Bangladesh authorities and the UN Refugee Agency (UNHRC) have collected biometric details of over five lakh Rohingya refugees taking shelter in Cox’s Bazar, many of whom had fled Myanmar in 2017.
The new registration cards indicate that Myanmar is the country of origin, a critical element in establishing and safeguarding the right of Rohingya refugees to return to their homes in Myanmar, if and when they decide the time is right for them to do so,” United Nations Commission for Refugees (UNHCR) spokesperson, Andrej Mahecic said in a statement issued on Friday.

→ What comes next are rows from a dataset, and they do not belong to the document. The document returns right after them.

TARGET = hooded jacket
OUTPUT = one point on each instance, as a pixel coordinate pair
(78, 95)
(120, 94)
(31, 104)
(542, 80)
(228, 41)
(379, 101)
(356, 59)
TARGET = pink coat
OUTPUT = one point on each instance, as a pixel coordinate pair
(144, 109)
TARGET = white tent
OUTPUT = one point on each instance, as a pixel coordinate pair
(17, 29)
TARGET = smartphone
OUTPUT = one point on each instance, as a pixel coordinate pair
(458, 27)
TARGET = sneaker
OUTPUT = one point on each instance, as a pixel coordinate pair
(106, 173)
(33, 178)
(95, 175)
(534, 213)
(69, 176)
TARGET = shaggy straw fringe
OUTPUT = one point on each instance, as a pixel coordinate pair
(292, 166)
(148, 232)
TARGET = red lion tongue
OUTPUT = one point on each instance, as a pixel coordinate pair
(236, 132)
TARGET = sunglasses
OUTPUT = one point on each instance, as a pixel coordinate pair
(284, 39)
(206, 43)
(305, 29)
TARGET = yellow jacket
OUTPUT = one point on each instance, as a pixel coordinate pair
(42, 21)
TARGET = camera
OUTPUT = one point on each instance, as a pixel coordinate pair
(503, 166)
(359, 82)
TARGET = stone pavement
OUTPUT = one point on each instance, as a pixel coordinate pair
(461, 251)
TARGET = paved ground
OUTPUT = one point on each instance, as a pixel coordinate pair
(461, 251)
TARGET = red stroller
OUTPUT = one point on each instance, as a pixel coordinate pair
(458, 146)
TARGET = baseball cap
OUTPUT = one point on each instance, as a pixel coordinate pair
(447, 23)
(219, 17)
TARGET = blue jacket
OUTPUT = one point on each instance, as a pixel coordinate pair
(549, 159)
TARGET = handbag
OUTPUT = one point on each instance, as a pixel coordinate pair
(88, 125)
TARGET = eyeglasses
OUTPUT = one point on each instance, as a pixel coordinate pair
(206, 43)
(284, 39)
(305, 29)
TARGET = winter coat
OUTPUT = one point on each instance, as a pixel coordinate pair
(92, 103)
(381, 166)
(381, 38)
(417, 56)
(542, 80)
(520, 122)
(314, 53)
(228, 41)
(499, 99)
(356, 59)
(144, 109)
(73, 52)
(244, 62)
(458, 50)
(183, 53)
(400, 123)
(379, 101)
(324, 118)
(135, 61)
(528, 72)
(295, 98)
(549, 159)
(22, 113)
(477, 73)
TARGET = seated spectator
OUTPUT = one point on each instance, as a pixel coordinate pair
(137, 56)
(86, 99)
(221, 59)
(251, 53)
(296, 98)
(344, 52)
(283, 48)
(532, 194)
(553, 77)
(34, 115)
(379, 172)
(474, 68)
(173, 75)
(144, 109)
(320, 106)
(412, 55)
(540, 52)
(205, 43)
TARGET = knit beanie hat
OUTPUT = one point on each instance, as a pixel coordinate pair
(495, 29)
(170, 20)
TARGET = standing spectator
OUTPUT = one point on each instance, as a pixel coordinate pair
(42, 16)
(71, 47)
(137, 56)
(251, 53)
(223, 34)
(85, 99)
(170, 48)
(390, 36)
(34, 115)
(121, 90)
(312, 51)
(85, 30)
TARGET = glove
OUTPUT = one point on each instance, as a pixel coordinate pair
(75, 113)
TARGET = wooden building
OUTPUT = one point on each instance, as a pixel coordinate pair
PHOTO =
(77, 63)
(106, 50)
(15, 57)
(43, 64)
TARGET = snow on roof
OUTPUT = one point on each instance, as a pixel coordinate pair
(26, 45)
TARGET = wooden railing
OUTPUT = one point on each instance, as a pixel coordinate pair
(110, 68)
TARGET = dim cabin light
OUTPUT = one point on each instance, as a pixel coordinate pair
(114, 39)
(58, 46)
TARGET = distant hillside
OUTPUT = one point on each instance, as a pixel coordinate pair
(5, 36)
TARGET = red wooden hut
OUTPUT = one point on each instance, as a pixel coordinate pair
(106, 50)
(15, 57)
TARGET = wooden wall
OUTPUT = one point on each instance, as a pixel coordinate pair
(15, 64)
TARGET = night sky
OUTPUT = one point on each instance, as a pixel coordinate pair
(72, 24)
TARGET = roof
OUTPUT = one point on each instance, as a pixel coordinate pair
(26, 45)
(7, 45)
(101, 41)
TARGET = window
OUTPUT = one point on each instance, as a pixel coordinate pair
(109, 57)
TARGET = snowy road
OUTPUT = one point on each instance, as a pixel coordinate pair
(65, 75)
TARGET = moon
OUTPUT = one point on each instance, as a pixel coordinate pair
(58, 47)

Many in Northeast India said biometric identity cards issued to the refugees would help security agencies to avoid confusion when they detain Rohingya refugees in Indian soil. Confusion prevailed over the identity of Rohingya refugees after they were detained by BSF personnel in Tripura and Assam. “While most of them claimed to be refugees taking shelter in India, security agencies suspected them to be the ones from refugee camps in Bangladesh. The biometric cards are likely to remove the confusion now,” a police official here said.
More than 100 Rohingyas were detained in Tripura and Assam in the past few months.

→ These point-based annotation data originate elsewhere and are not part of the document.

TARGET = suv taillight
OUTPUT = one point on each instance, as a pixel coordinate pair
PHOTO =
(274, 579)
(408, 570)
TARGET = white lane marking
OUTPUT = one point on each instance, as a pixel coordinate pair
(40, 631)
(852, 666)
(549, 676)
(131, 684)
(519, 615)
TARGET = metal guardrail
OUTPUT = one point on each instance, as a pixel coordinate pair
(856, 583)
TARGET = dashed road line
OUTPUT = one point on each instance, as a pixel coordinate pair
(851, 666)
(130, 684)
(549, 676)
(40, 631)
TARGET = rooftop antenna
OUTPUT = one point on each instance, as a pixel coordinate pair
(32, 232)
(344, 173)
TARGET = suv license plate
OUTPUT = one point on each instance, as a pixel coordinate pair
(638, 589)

An estimated 900,000 Rohingya refugees live in crowded settlements in Cox’s Bazar in Bangladesh, with over 740,000 thought to have fled from Myanmar since August 2017.
The latest exodus of Rohingya Muslims from the Rakhine state of Myanmar, bordering Bangladesh was triggered by the Myanmar army’s action against a militant group belonging to the Rohingyas.
According to international agencies, Rohingyas have lived in Rakhine state for generations but Myanmar government refuses to accept this, saying they are illegal migrants from neighbouring Bangladesh.
The biometric, fraud-proof cards are being issued jointly by Bangladeshi authorities and UNHCR to all verified refugees over the age of 12. The UN refugee agency’s Biometric Identity Management System (BIMS) captures biometric data, including fingerprints and iris scans, which secure each refugee’s unique identity as well as other important information such as family links.
This comprehensive registration, being simultaneously carried out in all refugee settlements in Cox’s Bazar – is meant to ensure the accuracy of data on refugees in Bangladesh, giving national authorities and humanitarian partners a better understanding of the population and their needs.
Accurate data will help agencies in their programme planning and help target assistance where it is needed most, particularly for people with specific needs, such as women and children taking care of their families and people with disabilities, said the statement.